College bids farewell to President Higdon with fitting tribute

President Higdon talks with students at a recent event in his honor.
President Higdon talks with students at a recent event in his honor.

Senior Michael LeDuc remembers meeting Connecticut College President Leo I. Higdon Jr. at cross country practice early in his freshman year. The president was wearing running shoes, LeDuc remembers, and he told the student-athletes he had high expectations for their success.

LeDuc took the message to heart: He won the NCAA Division III Cross Country Championship in November.

Speaking at an event honoring Higdon Dec. 11, LeDuc credited the president, who will retire at the end of the month after seven and a half years in office, with creating an environment where all students – athletes and non-athletes alike – can thrive.

During the event, Board of Trustees Chair Pamela D. Zilly ’75 dedicated the College’s fitness center to Higdon and his wife Ann. The newly named Ann and Lee Higdon Fitness Center, which opened in 2009 and tripled the College’s exercise and wellness space, was funded entirely through gifts to the College.

Zilly said the tribute was fitting for the Higdons, who enhanced the excellence and reputation of the College with great improvements to the facilities, including a new science center, new student social spaces and renovated student residences, classrooms and athletics facilities.

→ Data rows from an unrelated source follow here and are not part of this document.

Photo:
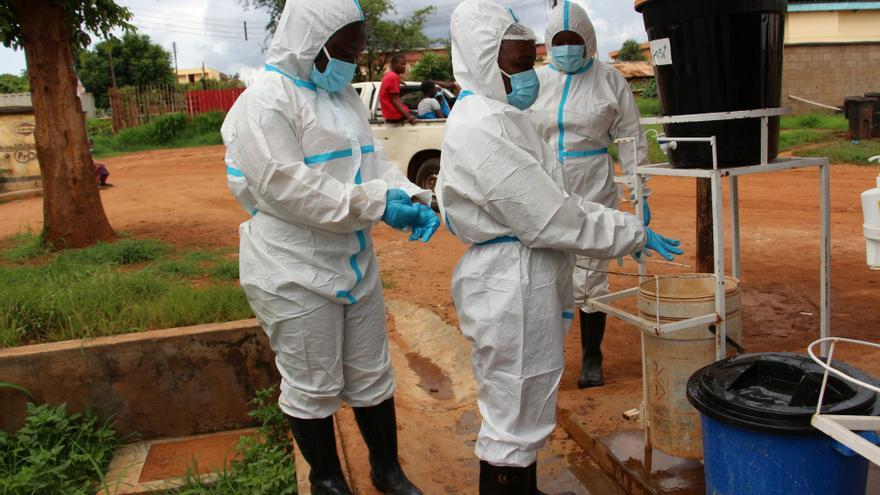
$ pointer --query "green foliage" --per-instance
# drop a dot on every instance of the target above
(99, 127)
(167, 131)
(844, 151)
(264, 465)
(85, 18)
(384, 36)
(137, 61)
(835, 122)
(123, 252)
(10, 83)
(232, 82)
(275, 8)
(631, 51)
(793, 138)
(26, 245)
(433, 67)
(649, 89)
(648, 107)
(127, 286)
(226, 270)
(55, 452)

But Higdon’s legacy is much more than tangible buildings, Zilly said. He led the College’s largest ever campaign, bringing in $211 million, and he strengthened the student experience and the core academic program with initiatives that foster faculty-student interaction, enhanced faculty and student diversity and an increased emphasis on international perspective.

A recent article in New London’s newspaper, The Day, outlined Higdon’s many accomplishments – and his uncanny ability to remember students’ names.

“He always jokes with students and laughs, and people feel like they are able to approach him with questions. That created a great dynamic between students and the president,” Maura Hallisey ’13, a young alumni trustee, told The Day.

Higdon’s accessibility to students will be remembered as one of his greatest attributes as a leader of a small liberal arts college. He frequently visits classrooms, dining halls and residence halls to greet students and is a regular at athletics events and performances.

“It's as if he's not only the president but the mayor because he seems to know everybody in a very warm and personal way,” Trustee Emerita Sally Susman '84 told CC: Magazine, the College’s alumni magazine, earlier this fall.

Higdon’s last official day in office is Dec. 31. Katherine Bergeron, the dean of the college at Brown University, will become the College's 11th president on Jan. 1.